As Alfredo prepares to leave, he asks Giacomo, “I know this kind of brutality is like a dog pissing to mark his territory but, Jesus Christ, this is the Vatican. What’s the message? Why the Vatican?”“I don’t know exactly but I suspect the Stregheria is messaging the Mafia. These emissaries were coming to see Cardinal Pio, the professore’s brother-in-law. He might know. I don’t know the specifics. What I do know damn well is that we have
a declaration of war. God help us all.” Giacomo mutters to himself.
“For my part, God will abandon me.” Alfredo, confused and alarmed, wobbles
away.
Giacomo heads toward the Swiss Guard gate.
He must communicate these events to his uncle, Cardinal Pio. Then, he must escape the country.
Chapter 11
Rome, central Italy Vatican Square,
Filomena sings from within the rectangular, glass shower stall. She left the bathroom door open not so much to reduce the water vapor from bathing as much as to display sexual playfulness and her many charms. During each visit, ‘Peeping Tom’ Emilio role-plays spying on his ‘Lady Godiva’. She reciprocates, teasing Emilio with seductive poses before settling under the stream of water, scrubbing and rinsing as if suffering from a pathological disorder but anxiously anticipating his naked attack. However, not this time. It is a matter of priorities.
Partially dressed, Emilio rests on the edge of the bed, his back to the window overlooking the street and the piazza. Methodically, he is cleaning
and reloading his revolver and silencer. This visit’s voyeurism, prolonged ogling and then dramatically sweeping in to ride his watering steed is forsaken. He has unfinished business within the Vatican fortress.
Emilio finishes dressing. He takes a few large bills out of his wallet and places the money on the dresser. Seeing colored stationary on the dresser, he scribbles a parting note: bye tesoro (bye sweetie), alla prossima (until next time).
Taking a final glance in the mirror, Emilio puts on his game face and casually leaves the apartment. At street level, an ecological triad hits him: the sun’s blinding brightness, the air’s stifling heat and humidity’s heavy-handedness. He lowers the brim of his cap, swings his jacket over one shoulder and beelines toward the Vatican’s Swiss Guard gate.

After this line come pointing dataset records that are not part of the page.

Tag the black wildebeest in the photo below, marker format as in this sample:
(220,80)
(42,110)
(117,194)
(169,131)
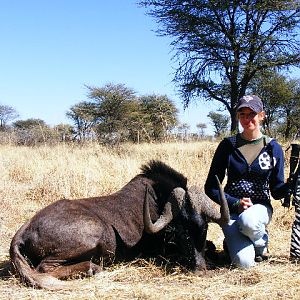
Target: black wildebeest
(71,236)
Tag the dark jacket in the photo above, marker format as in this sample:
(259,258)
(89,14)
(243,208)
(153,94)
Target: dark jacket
(264,175)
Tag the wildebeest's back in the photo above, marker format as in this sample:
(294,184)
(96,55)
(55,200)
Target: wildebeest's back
(65,229)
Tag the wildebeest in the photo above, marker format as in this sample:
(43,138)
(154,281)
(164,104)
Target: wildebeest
(72,236)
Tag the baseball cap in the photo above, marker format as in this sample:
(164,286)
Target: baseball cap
(251,101)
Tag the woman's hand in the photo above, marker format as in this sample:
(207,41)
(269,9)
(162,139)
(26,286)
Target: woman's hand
(245,203)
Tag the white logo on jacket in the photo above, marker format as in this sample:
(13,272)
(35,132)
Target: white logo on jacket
(265,161)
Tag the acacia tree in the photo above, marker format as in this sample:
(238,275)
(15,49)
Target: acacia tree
(116,114)
(221,45)
(160,115)
(83,116)
(7,113)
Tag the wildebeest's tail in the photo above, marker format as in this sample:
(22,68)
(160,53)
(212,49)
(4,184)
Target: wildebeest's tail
(28,274)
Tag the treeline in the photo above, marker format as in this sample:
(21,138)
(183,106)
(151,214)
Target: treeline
(112,114)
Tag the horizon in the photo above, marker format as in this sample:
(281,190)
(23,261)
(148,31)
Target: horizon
(53,50)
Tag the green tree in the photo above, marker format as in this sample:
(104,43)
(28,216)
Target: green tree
(7,113)
(281,102)
(201,127)
(33,131)
(222,45)
(220,123)
(65,132)
(84,117)
(114,104)
(160,115)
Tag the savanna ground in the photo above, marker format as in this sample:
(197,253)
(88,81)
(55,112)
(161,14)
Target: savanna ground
(34,177)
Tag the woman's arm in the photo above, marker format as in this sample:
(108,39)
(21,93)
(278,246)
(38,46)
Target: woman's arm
(218,167)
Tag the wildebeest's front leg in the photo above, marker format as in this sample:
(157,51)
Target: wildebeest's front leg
(86,268)
(191,257)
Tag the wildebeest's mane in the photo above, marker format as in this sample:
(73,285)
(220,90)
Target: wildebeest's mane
(157,170)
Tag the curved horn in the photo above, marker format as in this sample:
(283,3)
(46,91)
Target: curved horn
(201,203)
(224,209)
(171,209)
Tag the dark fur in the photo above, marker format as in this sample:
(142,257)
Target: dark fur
(71,236)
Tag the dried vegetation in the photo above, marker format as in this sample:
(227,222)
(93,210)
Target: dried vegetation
(31,178)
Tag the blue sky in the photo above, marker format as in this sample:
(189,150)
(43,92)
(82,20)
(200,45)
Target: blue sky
(51,49)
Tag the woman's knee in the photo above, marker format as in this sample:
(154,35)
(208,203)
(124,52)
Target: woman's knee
(252,222)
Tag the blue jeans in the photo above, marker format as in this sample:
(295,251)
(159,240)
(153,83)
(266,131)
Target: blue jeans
(246,235)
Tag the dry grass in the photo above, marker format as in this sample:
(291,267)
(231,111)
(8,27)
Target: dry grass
(34,177)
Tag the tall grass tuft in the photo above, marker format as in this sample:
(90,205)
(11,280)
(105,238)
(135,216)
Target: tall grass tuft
(31,178)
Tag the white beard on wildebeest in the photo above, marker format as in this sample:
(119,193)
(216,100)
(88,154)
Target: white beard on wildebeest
(72,236)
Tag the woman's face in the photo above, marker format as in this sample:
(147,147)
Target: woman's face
(249,119)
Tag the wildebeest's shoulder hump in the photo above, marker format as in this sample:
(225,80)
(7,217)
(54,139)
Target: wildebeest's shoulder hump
(157,168)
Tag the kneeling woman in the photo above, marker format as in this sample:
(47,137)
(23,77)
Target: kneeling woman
(254,165)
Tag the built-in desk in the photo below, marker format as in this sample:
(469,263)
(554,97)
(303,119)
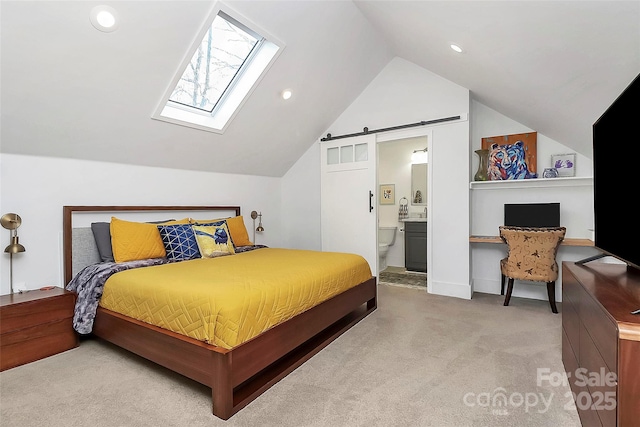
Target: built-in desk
(497,239)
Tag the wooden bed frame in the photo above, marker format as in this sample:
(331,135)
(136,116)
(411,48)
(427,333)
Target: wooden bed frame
(239,375)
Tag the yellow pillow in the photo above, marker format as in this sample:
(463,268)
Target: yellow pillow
(213,240)
(136,240)
(237,229)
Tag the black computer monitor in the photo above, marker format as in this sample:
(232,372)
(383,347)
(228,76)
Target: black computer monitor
(532,214)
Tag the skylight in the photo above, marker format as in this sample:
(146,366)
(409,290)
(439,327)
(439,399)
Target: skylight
(218,74)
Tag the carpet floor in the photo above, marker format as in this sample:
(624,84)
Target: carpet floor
(418,360)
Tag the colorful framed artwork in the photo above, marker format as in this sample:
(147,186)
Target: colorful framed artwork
(512,156)
(564,163)
(387,194)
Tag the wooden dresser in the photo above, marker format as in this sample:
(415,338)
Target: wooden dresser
(34,325)
(601,342)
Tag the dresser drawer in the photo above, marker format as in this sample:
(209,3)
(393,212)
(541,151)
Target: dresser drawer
(602,329)
(599,380)
(35,312)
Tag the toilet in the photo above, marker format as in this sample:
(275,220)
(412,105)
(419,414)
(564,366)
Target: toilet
(386,238)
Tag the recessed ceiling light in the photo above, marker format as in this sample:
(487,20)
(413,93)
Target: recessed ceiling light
(104,18)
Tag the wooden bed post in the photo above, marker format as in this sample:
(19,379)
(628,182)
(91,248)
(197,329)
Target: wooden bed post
(222,385)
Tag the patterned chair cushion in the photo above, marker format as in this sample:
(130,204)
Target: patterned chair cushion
(532,252)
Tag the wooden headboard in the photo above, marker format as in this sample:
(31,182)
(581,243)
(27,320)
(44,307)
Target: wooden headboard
(120,211)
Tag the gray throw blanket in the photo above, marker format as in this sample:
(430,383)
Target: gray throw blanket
(89,283)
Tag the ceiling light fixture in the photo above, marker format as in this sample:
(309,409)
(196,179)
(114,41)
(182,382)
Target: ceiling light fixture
(104,18)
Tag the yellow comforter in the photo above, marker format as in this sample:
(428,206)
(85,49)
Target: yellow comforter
(228,300)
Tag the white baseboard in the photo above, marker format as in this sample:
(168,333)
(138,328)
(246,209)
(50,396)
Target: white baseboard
(451,290)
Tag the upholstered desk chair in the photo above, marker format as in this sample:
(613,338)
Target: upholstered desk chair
(531,256)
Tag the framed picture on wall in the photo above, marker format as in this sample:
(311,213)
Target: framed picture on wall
(564,163)
(387,194)
(521,151)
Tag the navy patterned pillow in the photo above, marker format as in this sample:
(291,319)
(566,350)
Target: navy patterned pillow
(179,242)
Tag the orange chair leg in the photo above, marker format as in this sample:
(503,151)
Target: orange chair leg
(551,290)
(509,290)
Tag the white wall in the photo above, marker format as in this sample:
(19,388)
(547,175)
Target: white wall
(300,211)
(487,205)
(405,93)
(38,187)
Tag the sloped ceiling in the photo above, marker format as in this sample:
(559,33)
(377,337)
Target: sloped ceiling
(71,91)
(554,66)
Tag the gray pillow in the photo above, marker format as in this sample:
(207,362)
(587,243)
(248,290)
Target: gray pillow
(102,236)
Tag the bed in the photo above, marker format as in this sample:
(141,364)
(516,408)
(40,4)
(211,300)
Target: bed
(239,370)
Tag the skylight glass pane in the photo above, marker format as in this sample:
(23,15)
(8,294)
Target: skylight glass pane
(224,49)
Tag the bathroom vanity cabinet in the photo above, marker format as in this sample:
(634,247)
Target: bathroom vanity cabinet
(415,246)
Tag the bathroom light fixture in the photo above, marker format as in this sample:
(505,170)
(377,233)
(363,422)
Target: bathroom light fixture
(11,222)
(104,18)
(260,228)
(419,156)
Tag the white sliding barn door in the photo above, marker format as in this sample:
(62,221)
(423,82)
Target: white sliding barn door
(348,197)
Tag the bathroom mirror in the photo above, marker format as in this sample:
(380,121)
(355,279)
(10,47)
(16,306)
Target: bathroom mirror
(419,184)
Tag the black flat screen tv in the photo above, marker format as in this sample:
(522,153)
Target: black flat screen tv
(616,177)
(532,214)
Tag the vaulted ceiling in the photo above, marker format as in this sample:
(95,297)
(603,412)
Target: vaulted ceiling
(68,90)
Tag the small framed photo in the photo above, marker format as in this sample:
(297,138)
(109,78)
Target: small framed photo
(387,194)
(564,163)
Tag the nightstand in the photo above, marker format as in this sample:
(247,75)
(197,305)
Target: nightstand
(34,325)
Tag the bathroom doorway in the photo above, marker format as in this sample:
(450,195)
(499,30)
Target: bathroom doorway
(409,181)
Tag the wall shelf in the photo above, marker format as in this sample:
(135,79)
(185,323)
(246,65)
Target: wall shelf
(580,181)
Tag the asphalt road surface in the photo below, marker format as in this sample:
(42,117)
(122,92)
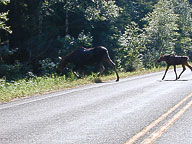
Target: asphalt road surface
(141,109)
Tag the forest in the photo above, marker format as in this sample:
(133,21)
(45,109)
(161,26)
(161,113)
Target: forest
(34,33)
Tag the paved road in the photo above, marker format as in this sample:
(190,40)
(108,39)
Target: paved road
(139,109)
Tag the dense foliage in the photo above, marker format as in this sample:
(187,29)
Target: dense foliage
(33,33)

Within ten paces, he is perspiring profusely evidenced on his shirt by sweat stains on his back and underarms.
The touristy hustle-and-bustle, in the smallest state in the world, resembles a packed shopping mall during a holiday sale. The number of people who have braved the heat appears to be growing, like overcooked, steaming spaghetti. Visitors queue and wait. Civil servants with portfolios rush across St. Peter’s Square for yet another espresso and, surely, not for work-related affairs. Unguided visitors ramble aimlessly in an exhilarated stupor snapping pictures every minute. The remaining ground of the grandiose terrain is peppered with priests, nuns and guards.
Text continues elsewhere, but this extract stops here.